The TEM images of sample synthesized for 20 mL per hour flow rate of methyl ester of pongamia pinnata oil over silica supported Fe, Co and Mo catalyst at a reaction temperature of 650 °C was shown in Fig. 2f. The average outer diameter of the tube synthesized varied randomly as the reaction temperature was changed. At 550 °C, the diameter of the arborization-like nanostructures were around 65 nm, whilst at 650 °C, the formed MWNTs has inner and outer diameter in the range of 7nm & 33nm. The HRTEM image of the sample synthesized at 650 °C (Fig.2f) indicates the metal particles, seen as a dark spot on the image, were tightly covered by carbon layers with a thickness of a few nanometers. When precursor flow rate was reduced from 30 to 20 mL per hour, due to effective decomposition of precursor and the fluid nature of catalyst particle, the morphology of the product changed from arborization-like nanostructure to magnetic nanopartical encapsulated in multi-walled carbon nanotubes. A similar observation was reported by Kang et al. [20]. Also, morphology change from magnetic nanopartical encapsulated in multi-walled carbon nanotubes to multi-walled carbon nanotubes structure was attributed to the high fluid nature of catalyst at 750 °C. The inner diameter of the carbon structure formed is same as that observed for products synthesized at 650 °C indicates the prevention of agglomeration of catalyst particles by Mo [21].

Amorphous carbon formation in large quantity, at 750 °C or at precursor flow rate of 30mL per hour, may be due to increased thermal decomposition of precursor material. The TGA results are shown in Fig.4g,h,i. It is evident that the weight loss continues to increase rapidly with temperature until reaches a constant value. Residue of the as-grown sample for precursor flow rate of 10 mL, 20 mL and 30 mL per hour at 650 °C was found to be 63.2, 60.9 and 50.5% respectively by weight (Fig.4g,h,i). The TGA results of same samples after purification shows (Fig. 4j,k,l) weight of residue as 3.5, 22.5 and 2.5% mass fraction.

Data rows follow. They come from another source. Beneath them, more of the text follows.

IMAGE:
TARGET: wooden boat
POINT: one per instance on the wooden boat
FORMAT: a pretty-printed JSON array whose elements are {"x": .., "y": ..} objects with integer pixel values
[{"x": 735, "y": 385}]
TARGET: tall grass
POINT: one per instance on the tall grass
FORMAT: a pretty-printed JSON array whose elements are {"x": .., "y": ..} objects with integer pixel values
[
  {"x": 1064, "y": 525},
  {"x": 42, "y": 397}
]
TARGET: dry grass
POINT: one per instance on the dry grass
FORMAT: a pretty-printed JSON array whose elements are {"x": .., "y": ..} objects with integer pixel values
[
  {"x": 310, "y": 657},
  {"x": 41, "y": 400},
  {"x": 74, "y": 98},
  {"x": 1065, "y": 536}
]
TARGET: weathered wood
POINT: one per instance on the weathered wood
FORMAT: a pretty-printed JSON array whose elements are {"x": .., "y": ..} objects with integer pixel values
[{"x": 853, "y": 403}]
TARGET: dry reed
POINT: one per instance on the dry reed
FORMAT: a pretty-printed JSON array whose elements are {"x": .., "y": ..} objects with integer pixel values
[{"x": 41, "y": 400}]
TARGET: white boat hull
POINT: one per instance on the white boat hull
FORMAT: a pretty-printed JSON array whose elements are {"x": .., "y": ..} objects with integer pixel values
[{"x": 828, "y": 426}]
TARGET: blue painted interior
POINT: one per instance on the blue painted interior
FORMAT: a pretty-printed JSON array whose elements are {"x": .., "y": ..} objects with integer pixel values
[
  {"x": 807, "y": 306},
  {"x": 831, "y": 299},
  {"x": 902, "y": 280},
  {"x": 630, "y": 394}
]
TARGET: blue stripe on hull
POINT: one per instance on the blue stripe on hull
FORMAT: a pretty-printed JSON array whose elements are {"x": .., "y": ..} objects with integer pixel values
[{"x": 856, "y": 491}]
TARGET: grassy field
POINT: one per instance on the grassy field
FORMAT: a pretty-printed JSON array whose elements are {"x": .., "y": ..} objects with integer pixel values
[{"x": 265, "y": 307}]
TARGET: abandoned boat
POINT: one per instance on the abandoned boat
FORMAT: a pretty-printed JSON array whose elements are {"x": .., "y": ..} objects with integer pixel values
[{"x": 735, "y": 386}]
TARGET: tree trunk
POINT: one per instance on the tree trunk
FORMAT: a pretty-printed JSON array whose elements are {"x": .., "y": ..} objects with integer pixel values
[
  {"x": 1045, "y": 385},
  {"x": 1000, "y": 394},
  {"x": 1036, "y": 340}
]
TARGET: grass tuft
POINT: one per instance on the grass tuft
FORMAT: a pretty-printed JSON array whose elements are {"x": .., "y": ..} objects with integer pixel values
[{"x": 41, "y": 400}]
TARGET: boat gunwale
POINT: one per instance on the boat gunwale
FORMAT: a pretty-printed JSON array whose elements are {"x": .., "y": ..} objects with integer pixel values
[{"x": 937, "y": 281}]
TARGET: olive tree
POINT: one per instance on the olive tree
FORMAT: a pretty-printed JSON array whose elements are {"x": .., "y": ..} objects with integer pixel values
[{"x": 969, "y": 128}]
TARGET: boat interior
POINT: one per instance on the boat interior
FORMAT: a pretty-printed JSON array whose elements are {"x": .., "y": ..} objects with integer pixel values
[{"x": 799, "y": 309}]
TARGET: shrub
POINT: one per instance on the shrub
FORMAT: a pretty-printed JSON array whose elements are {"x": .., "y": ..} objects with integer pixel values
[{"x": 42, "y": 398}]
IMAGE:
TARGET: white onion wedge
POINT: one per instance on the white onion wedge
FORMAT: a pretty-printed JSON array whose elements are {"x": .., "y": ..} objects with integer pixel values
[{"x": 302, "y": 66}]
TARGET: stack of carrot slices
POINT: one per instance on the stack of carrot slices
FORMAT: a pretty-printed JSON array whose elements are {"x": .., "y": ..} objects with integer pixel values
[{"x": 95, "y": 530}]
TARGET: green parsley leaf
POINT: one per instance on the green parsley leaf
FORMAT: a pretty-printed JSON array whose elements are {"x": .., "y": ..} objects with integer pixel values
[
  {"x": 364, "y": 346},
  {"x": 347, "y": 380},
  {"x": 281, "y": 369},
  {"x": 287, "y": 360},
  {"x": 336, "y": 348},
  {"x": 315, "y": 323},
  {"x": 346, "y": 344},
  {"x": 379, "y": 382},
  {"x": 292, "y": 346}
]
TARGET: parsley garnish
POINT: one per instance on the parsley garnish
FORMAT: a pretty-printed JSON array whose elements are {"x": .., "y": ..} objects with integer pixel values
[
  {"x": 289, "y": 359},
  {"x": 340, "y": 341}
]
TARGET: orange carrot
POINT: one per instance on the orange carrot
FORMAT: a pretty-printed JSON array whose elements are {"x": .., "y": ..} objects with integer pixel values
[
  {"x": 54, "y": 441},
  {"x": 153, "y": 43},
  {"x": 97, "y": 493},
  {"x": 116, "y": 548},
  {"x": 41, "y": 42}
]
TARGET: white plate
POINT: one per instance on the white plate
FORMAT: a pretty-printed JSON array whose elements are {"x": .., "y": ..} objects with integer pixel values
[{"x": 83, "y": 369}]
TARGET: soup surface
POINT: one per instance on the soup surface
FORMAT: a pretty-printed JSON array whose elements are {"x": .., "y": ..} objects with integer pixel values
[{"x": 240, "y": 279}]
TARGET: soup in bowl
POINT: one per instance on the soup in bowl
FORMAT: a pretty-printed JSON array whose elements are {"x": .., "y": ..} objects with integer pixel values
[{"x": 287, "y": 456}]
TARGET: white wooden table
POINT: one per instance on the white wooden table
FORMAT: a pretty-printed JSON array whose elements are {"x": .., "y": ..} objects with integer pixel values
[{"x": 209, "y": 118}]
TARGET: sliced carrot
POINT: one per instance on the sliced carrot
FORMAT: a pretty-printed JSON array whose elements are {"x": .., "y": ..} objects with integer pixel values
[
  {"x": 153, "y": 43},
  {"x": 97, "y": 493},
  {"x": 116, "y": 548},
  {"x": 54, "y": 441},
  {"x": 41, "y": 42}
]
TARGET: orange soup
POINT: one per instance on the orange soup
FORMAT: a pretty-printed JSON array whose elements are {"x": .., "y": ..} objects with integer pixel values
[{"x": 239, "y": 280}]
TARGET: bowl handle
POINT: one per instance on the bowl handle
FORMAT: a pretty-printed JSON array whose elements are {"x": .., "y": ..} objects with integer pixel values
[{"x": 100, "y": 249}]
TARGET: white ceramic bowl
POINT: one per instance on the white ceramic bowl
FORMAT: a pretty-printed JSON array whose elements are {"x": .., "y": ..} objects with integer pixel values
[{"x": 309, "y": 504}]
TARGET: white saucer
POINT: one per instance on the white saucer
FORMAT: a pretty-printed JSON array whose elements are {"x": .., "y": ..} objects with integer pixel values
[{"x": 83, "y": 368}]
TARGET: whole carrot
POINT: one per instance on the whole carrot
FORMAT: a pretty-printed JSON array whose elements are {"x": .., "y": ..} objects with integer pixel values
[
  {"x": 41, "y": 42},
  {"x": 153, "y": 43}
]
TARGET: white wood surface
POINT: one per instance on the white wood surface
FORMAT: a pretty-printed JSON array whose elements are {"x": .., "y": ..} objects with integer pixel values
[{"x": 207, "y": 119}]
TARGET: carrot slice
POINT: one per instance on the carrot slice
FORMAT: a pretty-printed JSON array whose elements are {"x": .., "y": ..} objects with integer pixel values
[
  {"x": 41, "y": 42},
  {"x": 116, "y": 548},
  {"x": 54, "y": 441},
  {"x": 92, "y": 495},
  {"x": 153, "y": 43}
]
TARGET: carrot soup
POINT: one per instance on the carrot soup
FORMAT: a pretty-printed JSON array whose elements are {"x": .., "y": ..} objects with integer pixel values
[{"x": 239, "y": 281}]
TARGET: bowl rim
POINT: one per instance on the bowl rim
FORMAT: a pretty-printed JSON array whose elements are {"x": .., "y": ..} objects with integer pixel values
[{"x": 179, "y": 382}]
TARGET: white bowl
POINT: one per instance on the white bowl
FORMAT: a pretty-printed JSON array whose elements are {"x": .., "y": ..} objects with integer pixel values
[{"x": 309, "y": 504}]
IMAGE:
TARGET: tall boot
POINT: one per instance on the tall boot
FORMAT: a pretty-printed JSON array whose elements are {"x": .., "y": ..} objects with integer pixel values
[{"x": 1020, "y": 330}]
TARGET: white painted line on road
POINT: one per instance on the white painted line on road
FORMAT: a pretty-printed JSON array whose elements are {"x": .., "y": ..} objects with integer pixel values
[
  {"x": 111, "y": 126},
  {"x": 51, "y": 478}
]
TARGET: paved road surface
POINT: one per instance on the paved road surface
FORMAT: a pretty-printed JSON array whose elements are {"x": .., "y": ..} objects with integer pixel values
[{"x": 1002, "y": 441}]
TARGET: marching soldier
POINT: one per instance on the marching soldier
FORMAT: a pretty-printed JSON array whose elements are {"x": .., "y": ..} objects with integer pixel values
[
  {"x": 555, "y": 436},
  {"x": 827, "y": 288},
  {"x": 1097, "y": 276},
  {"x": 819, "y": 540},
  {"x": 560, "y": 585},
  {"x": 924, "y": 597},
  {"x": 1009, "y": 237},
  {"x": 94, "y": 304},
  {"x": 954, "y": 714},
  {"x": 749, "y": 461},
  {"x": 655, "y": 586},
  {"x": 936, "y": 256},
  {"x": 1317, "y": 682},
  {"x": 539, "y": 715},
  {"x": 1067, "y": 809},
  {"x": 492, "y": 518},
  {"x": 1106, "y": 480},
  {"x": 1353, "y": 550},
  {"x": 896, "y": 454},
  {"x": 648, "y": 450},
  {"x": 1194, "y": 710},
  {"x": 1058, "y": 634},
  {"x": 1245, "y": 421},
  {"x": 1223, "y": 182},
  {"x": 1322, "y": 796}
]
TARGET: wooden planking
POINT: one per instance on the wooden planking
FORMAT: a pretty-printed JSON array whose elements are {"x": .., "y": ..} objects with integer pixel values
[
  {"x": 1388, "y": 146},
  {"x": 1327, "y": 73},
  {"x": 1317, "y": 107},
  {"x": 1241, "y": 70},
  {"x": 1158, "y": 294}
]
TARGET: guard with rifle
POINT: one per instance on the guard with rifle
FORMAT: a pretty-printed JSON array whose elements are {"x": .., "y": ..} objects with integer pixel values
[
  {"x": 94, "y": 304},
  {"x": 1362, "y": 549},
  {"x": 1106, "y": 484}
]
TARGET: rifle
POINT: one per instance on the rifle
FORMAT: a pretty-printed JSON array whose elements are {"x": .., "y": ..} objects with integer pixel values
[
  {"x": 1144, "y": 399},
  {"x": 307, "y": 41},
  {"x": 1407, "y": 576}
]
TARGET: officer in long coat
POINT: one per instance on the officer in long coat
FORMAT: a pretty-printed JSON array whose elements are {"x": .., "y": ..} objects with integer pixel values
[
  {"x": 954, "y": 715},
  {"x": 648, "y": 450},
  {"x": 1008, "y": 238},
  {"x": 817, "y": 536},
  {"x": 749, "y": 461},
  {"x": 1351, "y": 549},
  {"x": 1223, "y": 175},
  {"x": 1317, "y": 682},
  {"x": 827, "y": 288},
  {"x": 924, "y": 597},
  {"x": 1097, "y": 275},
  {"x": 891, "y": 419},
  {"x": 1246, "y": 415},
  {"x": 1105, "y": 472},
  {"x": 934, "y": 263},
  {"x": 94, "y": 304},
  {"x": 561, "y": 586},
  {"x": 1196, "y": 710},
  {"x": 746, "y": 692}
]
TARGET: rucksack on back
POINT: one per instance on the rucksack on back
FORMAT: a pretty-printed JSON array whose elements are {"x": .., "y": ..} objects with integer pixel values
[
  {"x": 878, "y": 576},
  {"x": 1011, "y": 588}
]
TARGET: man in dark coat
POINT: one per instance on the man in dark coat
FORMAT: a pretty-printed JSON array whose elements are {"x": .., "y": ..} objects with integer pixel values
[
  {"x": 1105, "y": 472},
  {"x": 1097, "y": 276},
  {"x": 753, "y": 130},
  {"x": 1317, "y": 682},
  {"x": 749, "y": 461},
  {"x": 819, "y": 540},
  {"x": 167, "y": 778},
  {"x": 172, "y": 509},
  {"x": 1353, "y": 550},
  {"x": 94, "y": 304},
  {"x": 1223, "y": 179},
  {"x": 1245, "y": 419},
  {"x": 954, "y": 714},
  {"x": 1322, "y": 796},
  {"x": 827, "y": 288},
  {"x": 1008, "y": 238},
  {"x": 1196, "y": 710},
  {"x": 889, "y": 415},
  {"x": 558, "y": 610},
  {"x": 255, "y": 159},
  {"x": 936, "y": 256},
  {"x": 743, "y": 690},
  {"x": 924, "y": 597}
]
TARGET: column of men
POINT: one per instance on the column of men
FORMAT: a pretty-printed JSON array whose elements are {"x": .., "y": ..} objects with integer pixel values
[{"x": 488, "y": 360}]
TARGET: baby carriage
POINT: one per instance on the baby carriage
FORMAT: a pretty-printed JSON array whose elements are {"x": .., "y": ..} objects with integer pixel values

The more decline in mass fraction was caused by the acid leaching of catalyst particles that was not encapsulated by carbon. The low residue observed for products synthesized at 550 °C and 750 °C are attributed to low catalytic activity and high thermal decomposition of precursors respectively, which leads to formation of high amorphous carbon and low encapsulated products. The products synthesized at 650 °C shows minimum mass loss in TGA studies, even after purification, is due to better encapsulation of metal particles by carbon layers. The IG/ID value of 0.9 (Fig.3e) for samples prepared at 650 °C with flow rate of 20 mL per hour indicates that magnetic nanoparticals encapsulated in carbon nanotubes structure had defects and moderate crystallization of graphene planes [22,23]. This supports the HRTEM results. The increased IG/ID value of 1.87 (Fig. 3f) for the same sample, after purification indicates the removal of amorphous carbon and defective structures during purification. The removal of amorphous carbon and defective structures were further supported by higher ignition temperature 610 °C in TGA studies. According to TGA curves, weight of residue for the purified sample decreased to about 13 to 31% mass fraction comparing to unpurified sample due to leaching of metal particle and amorphous carbon removal during purification process. This shows that carbon layers covering the metal particles prevent their dissolution during purification process.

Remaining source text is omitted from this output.